That possibility and its closer proximity to Earth make the Venus-like Gliese 12 b ideal for further study.

“Follow-up observations with [NASA’s James Web Space Telescope] and future ground-based observations with 30-meter class telescopes for transit spectroscopy are expected to determine whether Gliese 12 b has an atmosphere and whether the atmosphere contains molecular components associated with life, such as water vapor, oxygen and carbon dioxide,” said Masayuki Kuzuhara, a project assistant professor of the Astrobiology Center in Japan and lead author of the study detailing the research that led to the discovery of Gliese 12 b.


The research was recently published in The Astrophysical Journal Letters.

The team that made the discovery was led by the Astrobiology Center, University of Tokyo, National Astronomical Observatory of Japan and Tokyo Institute of Technology, which found and characterized the planet based on data from NASA’s Transiting Exoplanet Survey Satellite, two multicolor simultaneous cameras and the three Big Island observatories: Subaru Telescope, Gemini Observatory and W. M. Keck Observatory.

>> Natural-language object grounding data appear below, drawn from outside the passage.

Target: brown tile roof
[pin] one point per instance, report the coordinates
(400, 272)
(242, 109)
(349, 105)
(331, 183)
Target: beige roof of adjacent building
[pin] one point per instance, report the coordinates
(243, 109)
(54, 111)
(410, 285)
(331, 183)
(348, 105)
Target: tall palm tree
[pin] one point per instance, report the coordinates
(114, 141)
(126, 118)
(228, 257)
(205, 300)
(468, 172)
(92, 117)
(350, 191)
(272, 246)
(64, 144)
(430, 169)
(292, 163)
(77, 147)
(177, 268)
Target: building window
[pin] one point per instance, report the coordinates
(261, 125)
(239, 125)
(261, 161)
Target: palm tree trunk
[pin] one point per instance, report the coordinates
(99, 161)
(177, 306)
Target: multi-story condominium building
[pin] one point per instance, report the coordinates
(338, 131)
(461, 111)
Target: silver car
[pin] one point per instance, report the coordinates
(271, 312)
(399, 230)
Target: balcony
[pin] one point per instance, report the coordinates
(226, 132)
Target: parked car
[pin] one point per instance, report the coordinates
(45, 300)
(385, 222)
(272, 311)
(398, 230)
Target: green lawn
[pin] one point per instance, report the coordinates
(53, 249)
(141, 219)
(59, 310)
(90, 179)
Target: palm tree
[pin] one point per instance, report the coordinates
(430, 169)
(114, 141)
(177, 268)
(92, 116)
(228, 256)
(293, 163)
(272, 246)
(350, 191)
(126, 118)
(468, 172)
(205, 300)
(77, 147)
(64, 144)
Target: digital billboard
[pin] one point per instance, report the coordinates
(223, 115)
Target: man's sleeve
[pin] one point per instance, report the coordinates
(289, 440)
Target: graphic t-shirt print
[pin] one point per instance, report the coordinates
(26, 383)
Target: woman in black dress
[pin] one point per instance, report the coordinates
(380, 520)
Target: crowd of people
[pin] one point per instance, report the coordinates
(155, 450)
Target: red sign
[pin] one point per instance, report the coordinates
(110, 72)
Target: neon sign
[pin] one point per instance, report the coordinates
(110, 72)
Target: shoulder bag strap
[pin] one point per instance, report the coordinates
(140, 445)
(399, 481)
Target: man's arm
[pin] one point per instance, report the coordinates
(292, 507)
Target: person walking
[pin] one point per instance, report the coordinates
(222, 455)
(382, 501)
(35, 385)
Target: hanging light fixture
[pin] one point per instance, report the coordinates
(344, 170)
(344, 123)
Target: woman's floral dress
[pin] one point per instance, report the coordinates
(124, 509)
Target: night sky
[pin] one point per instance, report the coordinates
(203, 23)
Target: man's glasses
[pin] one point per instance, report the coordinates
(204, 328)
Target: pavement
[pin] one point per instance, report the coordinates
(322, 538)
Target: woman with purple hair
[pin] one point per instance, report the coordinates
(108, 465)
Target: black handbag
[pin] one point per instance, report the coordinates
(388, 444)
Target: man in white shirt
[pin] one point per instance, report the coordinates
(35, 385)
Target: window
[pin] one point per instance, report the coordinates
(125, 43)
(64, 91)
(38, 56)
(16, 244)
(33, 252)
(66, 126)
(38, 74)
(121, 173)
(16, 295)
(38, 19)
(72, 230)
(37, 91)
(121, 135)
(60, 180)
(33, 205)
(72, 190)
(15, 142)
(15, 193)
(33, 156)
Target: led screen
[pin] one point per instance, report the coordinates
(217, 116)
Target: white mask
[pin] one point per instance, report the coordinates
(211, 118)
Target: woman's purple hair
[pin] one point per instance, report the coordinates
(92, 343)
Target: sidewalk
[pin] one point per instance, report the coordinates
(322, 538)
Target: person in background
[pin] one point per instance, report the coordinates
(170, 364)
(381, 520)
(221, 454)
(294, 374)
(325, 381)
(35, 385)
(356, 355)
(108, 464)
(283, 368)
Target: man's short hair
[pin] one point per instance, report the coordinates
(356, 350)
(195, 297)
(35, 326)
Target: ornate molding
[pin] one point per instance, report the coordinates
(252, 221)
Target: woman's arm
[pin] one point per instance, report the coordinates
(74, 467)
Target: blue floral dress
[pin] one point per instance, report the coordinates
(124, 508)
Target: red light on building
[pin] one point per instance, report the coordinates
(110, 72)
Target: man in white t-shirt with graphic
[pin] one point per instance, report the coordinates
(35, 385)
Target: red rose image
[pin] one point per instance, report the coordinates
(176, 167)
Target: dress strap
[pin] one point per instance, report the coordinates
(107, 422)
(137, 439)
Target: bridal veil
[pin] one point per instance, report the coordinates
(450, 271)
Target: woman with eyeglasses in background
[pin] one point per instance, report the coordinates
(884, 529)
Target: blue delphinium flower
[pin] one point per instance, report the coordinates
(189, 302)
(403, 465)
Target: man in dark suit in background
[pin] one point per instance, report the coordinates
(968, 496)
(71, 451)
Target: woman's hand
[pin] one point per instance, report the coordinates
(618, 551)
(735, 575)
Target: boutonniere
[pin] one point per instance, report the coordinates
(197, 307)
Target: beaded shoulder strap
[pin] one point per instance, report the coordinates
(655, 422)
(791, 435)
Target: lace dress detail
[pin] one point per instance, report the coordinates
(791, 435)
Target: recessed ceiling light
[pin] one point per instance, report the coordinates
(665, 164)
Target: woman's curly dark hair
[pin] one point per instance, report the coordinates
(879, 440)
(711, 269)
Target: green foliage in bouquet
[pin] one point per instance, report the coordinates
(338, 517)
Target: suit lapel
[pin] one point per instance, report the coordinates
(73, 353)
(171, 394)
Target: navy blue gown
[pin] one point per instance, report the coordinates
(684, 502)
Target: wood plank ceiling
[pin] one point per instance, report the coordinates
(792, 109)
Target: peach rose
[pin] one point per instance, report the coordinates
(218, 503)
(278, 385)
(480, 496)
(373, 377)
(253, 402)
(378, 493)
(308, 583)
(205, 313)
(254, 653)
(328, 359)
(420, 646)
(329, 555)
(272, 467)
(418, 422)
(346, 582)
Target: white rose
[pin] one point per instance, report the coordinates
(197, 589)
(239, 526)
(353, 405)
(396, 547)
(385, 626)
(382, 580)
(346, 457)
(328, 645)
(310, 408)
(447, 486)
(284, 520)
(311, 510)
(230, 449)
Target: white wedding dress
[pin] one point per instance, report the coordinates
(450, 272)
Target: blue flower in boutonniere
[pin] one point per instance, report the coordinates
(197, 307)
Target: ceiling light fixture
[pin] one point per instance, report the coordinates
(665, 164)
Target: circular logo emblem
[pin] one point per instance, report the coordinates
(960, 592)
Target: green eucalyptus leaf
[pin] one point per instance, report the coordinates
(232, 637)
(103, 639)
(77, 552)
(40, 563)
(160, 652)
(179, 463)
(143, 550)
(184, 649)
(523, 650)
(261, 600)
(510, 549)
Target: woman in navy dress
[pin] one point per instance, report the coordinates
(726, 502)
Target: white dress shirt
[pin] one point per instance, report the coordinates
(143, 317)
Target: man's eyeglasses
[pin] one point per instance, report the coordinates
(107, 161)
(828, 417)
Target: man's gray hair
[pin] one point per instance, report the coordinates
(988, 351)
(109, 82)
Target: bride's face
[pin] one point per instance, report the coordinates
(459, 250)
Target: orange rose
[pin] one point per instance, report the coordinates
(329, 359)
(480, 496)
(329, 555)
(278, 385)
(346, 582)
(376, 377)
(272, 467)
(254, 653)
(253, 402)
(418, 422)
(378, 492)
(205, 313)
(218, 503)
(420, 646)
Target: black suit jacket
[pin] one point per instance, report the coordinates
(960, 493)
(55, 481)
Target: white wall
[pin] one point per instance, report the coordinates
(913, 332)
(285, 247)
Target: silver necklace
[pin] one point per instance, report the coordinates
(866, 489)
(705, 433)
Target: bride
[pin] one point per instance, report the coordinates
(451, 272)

Subaru’s infrared spectrograph, Keck’s second-generation near-infrared camera and the Gemini North telescope archive were critical in confirming Gliese 12 b was in fact a planet, ruling out the possibility it was the companion to Gliese 12, the cool red dwarf it orbits, in a binary star system.

“What makes this planet interesting is its size,” said Keck Chief Astronomer John O’Meara. “We have very few direct detections of planets we know to be around the size of Venus, even though [we] believe there to be many because the measurement is so difficult.”

The radius of Gliese 12 b is just 4% smaller than Earth’s. The exoplanet is also less than 3.9 times the mass of our planet.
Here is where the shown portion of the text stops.